For investors, this news is concerning. In the short term, the stock market is seeing increased volatility. On Friday, the S&P, Dow, and the Nasdaq fell 2.3%, 2.5%, and 2.2%, respectively. The indexes seem to have partially rebounded, with the S&P climbing 1.3%, Dow climbing 0.7%, and the Nasdaq climbing 1.9% by the close of Monday, but the situation remains precarious.
In the long run, however, things seem difficult to predict for institutional investors. Nick Moakes, CIO of Wellcome Trust, a London-based charitable foundation focused on health care research, says that other than maintaining higher than usual cash balances, there’s not much else he plans on changing at the moment. It’s not that Moakes wouldn’t want to shield his investments if he knew for a fact that Omicron would cause a significant economic collapse. He already made those moves back in January 2020 when scientists first warned about COVID-19’s potential to lead to a pandemic.
The issue, according to Moakes, is that it’s still much too early to tell how severe the Omicron variant will be. There are multiple different paths it could take, ranging all the way from significantly more dangerous than the original strain of the virus to significantly less dangerous.
Still, as far as shielding investments goes, Moakes said he is convinced that the virus is no longer the biggest threat. “In the portfolio, we are now much more focused on the risks from inflation and from economic policies put in place to combat lockdowns than we are on COVID itself,” he wrote via email.
Moakes said he also believes the pandemic has left a strong legacy on market volatility. “Markets are now highly sensitive to news on the science and are arguably overreacting to the individual twists and turns,” he said.
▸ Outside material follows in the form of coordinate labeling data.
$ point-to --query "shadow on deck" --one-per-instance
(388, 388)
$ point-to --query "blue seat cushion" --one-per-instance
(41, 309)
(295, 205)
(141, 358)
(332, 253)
And he also thinks this oversensitivity is here to stay. “This is now endemic in society and we will have to get used to dealing with it—including places that have pursued a zero COVID strategy.”
But while we have all learned the danger of underestimating this virus over the past two years, there’s still potential, if you dare to think it, for a more optimistic outcome. South African doctor Angelique Coetzee, who was among the first to suspect the possibility of a different variant, told Reuters that her patients seemed to have “very mild” symptoms when compared with the dominant Delta variant symptoms.
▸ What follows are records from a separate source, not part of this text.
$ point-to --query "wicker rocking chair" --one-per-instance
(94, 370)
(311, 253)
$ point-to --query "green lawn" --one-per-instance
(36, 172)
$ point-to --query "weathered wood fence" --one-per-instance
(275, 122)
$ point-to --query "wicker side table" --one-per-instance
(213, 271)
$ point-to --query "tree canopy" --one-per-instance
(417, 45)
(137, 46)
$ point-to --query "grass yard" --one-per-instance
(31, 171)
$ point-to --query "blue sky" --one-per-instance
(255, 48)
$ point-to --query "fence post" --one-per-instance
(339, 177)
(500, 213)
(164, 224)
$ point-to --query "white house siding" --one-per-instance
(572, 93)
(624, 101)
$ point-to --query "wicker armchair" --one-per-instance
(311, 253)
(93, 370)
Experts often caution against drawing conclusions from these early and anecdotal reports, since small sample sizes and all sorts of externalities could make these observations irrelevant. The data on Omicron is still extremely new. The variant was identified from samples taken from a laboratory from Nov. 14 to Nov. 16. Nevertheless, Coetzee’s observations should remind investors of the importance of at least accounting for the possibility that Omicron could be mild, before hedging all bets on another economic collapse.
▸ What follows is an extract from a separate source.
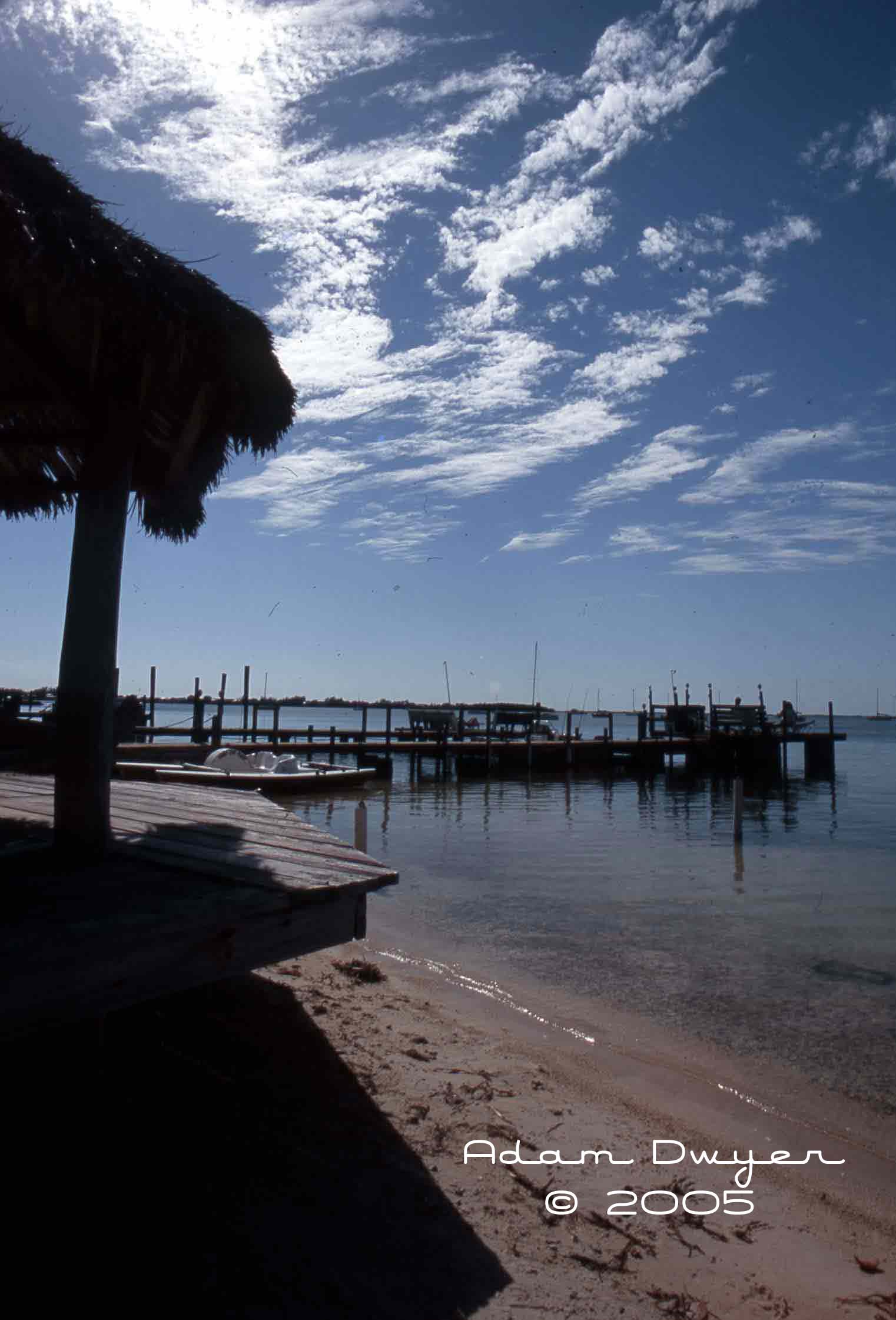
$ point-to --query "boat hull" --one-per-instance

There’s also the possibility that even if the variant is more deadly than the current iterations, vaccines will continue to remain effective, as they were with Delta. However, scientists say they likely won’t know this information for at least several weeks.
For now, Moakes expects transmission rates to go up, since this is one of the ways variants become dominant.
“We should assume it will mean vaccines are less effective in preventing transmission (as was the case for Delta),” he said. “However, there is as yet no evidence that vaccines will be less effective at preventing severe disease, hospitalization, and death, which is the most important thing.”